Turning now to FIG. 5, there is shown a schematic of the system having a plurality of components and the relationships therebetween. In the system, a website server 118 having a suite of software 120 and a customer interface 122; e.g., a plurality of webpages customized for a printer. One or more customers 126 utilize a computer or electronic device to access the webserver 118 via a communications network 124 such as the Internet.
Upon access to the webserver 118, the customer utilizes a browser and an input device such as a keyboard to view the customer interface 122, enter information into designated areas on the webpages, and submit files or other data. Typically, this information includes customer information, work order request information, and the like.

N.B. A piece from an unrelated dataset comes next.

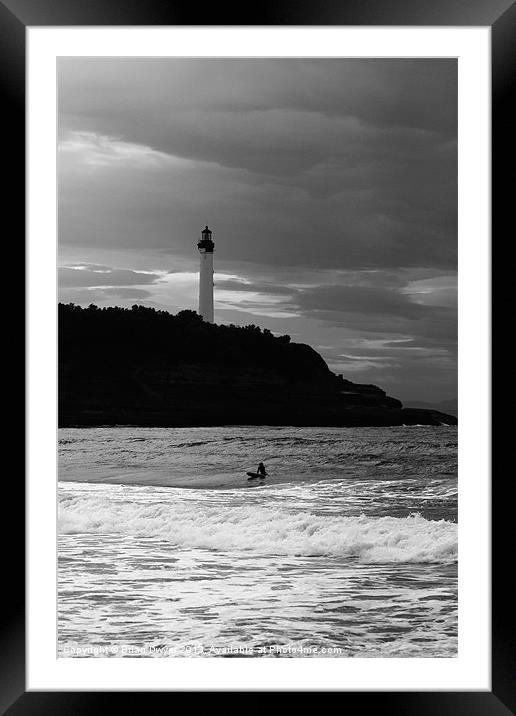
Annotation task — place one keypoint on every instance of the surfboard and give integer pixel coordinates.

The information is passed to the software, usually the work order component 126 associated with the printer, whereafter the information is processed and stored in a customer information database 128, a basic job detail database 130, or an administration database 132 (also associated with the printer). Following a series of predetermined processing steps, the work order component 126 interacts with various software; e.g., a login component, to generate and email various information to the customer. The information includes, for example, a login, a sales quotation based on the work requested, a PWO, and a confirmation of receipt of the customer's files.
The work order component 126 also selects a portion or all of the information electronically or digitally passed to the outsourcing component 134 for analysis and determination of work order requirements pertinent to outside services. Once the analysis and determinations are complete, the outsourcing component routes the work order, information, related files, etc. to one or more service providers 136 via a communications network 124 such as the Internet.
Alternatively, the website server 118 and its associated software 120 bypass the storage repositories typically associated with a printer and electronically or digitally forward the work order request, information, files, etc. directly to outsourcing component 134 for delivery to one or more service providers 136 via the communications network 124.
Upon completion of the services by the service provider 136, the products are electronically or digitally forwarded to the work order component 126 for finalization services, if necessary, and delivery to the customer.
In summary, a system and process has been described whereby online work orders may be completed using outside vendors without a customer necessarily being aware that services were not provided by the entity with which the customer primarily interacts. It should be noted that the invention is not limited to any type of function provided by an outside service provider, and would naturally extend to any function that the entity with which the customer interacts is either unwilling or unable to perform. In the print industry, for example, this might include any sort of function related to graphic arts, including layout, stripping, color separations, screen preparation, special type font acquisition, engraving, embossing, stamping, die-cutting, folding, adhesive/sealing, trimming, and so forth. For that matter, printers may engage the services of other printers so as to realize special functions or lower prices. For example, a printer having only a four-color press may engage the services of a printer having a six-color press, a web press, a letter press, or some other piece of equipment that may not physically reside at the primary printing facilities. Therefore, the foregoing examples represent several of the embodiments of the present invention; however, one skilled in the art will recognize that the invention described herein may be implemented in a variety of ways. Therefore, the foregoing examples should be considered illustrative only, and not a limitation of the present invention.